For the vast majority of visitors, their exploration of the jars will begin and end with Site 1, but Sites 1-3 are all clearly signposted and quite safe to visit. They can all but comfortably visited in a single day trip from Phonsavan too, which is what I would recommend doing. However, at the risk of sounding contrary, I would advise doing them in reverse order from 3 to 1, saving the most famous and popular site for last. That is how we saw them, and it how I will cover them on this blog.

Site 3 is located down a side road about on the way out to Ban Naphia, known for making spoons from unexploded ordinance. When we arrived at the car park, we were surprised to find that there were no other vehicles there. Why did all this people come to Phonsavan if they didn’t even bother to see the Plain of Jars? Still perplexed by the lack of visitors, we walked over to the ticket office and bought two tickets, priced at 10,000 kip apiece. We also noticed that there was noodle place alongside, with the locals warming themselves around a log-fire. They asked if we wanted to eat and we said we would when we came back from the site.

A small, lichen-covered jar at Site 3


At Site 3 you have to walk a few hundred metres from the car park to the jar-site, and the walk takes you through the rice paddies. Along the paths there are numerous markers from bomb removal teams: red paint sprayed on a rock meant that there had formerly been a cluster of small bombs (bombies, in the UXO parlance) at that point. Judging from the amount of paint on rocks, this entire area had once been littered with small bombs. Many of them would have been hidden in the soft mud of the rice paddies, risking the life and limb of the farmers who were tilling them. It is difficult not to visit this part of Laos and not been shocked by the extraordinary dangers which villagers confront in going about their daily lives. Yet at the same time, the rural scenery of bamboo houses, rice paddies and wooded hilltops is very beautiful.
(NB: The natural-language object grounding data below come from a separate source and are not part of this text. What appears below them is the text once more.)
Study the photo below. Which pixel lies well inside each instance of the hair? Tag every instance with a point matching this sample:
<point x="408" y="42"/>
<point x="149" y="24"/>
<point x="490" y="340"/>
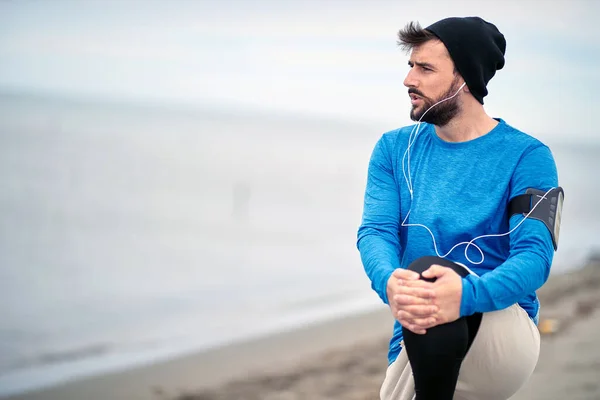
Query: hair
<point x="412" y="35"/>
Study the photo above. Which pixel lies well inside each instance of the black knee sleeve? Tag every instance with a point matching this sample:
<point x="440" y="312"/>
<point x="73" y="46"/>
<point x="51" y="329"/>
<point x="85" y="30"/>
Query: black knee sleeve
<point x="436" y="356"/>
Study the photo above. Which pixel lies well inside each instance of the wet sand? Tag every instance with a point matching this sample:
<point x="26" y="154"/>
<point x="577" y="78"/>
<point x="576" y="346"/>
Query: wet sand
<point x="346" y="359"/>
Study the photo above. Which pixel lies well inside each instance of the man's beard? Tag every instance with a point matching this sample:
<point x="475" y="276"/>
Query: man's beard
<point x="442" y="113"/>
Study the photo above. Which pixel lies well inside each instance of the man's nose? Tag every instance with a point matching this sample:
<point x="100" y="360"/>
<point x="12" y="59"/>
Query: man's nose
<point x="410" y="81"/>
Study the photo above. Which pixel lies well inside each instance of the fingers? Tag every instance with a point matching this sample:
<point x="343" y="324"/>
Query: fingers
<point x="415" y="324"/>
<point x="403" y="300"/>
<point x="406" y="274"/>
<point x="423" y="293"/>
<point x="419" y="311"/>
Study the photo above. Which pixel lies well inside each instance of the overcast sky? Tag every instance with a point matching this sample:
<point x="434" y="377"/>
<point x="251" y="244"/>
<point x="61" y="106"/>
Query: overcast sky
<point x="333" y="58"/>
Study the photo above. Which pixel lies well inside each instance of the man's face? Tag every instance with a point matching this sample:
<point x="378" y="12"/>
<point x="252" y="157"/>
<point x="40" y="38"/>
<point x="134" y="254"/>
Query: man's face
<point x="432" y="79"/>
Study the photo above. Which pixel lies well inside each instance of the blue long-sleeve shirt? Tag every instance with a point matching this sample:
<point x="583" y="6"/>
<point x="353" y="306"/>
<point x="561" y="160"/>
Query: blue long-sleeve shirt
<point x="460" y="191"/>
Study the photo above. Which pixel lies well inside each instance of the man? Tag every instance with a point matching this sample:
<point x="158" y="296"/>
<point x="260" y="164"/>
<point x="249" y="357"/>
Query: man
<point x="460" y="224"/>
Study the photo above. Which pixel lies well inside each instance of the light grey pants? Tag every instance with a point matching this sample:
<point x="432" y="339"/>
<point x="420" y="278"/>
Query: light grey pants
<point x="501" y="359"/>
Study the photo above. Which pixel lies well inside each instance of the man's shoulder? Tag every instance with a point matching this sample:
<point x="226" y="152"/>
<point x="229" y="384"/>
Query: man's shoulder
<point x="520" y="138"/>
<point x="402" y="134"/>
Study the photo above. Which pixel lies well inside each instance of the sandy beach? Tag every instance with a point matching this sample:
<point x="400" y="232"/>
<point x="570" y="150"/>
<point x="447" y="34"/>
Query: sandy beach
<point x="346" y="359"/>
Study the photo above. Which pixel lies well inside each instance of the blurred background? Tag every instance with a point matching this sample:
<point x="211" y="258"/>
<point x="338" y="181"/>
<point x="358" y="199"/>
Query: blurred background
<point x="175" y="175"/>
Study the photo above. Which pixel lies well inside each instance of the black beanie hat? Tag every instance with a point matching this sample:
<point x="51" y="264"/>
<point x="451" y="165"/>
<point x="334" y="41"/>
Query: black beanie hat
<point x="477" y="48"/>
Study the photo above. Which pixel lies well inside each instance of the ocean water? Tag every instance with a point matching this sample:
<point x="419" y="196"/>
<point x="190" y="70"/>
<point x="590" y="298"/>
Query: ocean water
<point x="132" y="234"/>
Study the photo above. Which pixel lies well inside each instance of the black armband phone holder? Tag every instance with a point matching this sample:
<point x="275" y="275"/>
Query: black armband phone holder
<point x="547" y="207"/>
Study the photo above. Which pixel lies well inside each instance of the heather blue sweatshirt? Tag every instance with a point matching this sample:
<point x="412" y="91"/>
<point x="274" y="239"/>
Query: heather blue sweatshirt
<point x="460" y="191"/>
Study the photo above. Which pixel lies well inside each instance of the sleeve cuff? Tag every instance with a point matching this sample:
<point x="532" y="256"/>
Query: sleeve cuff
<point x="467" y="302"/>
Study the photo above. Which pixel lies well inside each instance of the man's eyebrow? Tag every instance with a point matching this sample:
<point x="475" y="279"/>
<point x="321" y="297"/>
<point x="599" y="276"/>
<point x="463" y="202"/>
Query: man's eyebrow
<point x="421" y="64"/>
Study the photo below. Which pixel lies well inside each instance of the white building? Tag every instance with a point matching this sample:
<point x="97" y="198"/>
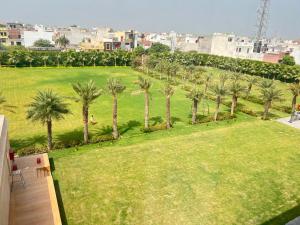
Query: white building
<point x="39" y="32"/>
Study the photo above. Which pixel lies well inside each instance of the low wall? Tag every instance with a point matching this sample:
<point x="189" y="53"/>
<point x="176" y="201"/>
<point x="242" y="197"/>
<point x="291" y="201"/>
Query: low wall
<point x="5" y="177"/>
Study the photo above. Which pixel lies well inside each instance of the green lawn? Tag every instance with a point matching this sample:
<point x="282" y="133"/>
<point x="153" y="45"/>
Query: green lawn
<point x="20" y="85"/>
<point x="226" y="173"/>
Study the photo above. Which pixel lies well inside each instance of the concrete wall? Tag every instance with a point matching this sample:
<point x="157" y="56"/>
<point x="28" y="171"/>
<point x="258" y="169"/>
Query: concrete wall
<point x="5" y="168"/>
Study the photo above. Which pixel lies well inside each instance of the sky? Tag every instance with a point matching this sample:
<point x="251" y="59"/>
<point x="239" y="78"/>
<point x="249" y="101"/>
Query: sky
<point x="184" y="16"/>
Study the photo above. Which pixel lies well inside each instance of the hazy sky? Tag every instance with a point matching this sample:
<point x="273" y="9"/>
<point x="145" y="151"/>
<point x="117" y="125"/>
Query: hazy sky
<point x="190" y="16"/>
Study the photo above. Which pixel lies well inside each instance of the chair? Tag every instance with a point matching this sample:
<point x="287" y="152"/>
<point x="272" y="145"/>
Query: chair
<point x="17" y="173"/>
The path brings you to a hilltop which is the location of Jar Site 3. In fact, many of the jar sites were located on hilltops, which may have had some ritual significance. Perhaps the ancients felt closer to the ancestor spirits there. When you reach the entrance to this jar site, you find that it is covered in various small trees, and the jars are quite closely bunched together in a small fenced area. This immediately gave me the sense of an English churchyard, like a group of tombs gathered in the shade of cypresses and yews. Contrary to what some sources claim, there is no great mystery as to the purpose of the jars: they were clearly used for funerary purposes. However, I will not expand on these funerary rites at this stage. I will cover them in much more detail in my post on Site 2.

Site 3 has around 150 jars, all gathered together in a compact area. It also has around 30 ‘discs’. We spent about forty minutes looking around the site, which has many shrubs and trees providing shade. Compared to Sites 1 and 2 the jars here seem to be in the best condition, with many of them intact or showing only minor damage. They are beautifully shaped and surprisingly photogenic; everywhere I turned, the scene before me looked like a photo opportunity. The openings of the jars vary considerably, with some of the openings much wider or narrower than others. They also vary in terms of height, width and breadth, with the variety of shapes making them more interesting to look at than I had expected. Finally, many species of lichen have now grown on their exteriors, giving some of them a pleasantly mottled look.

A lichen-covered jar with its matching disc

We were especially interested by the discs. They once thought to be lids for the jars, but this idea has now been discredited. In truth, the jars were for interring human remains; they were not actually a ‘grave’ as such. It was the discs which were the markers or grave markers and the jars which were for human remains. Though we could see nothing like the thirty specimens said to exist at the site, we found a few representative examples to satisfy our curiosity. As with the jars, the discs at the site were in remarkably good repair. The discs, like the jars, are made of stone and are another fascinating aspect of the funerary culture of ancient Laos.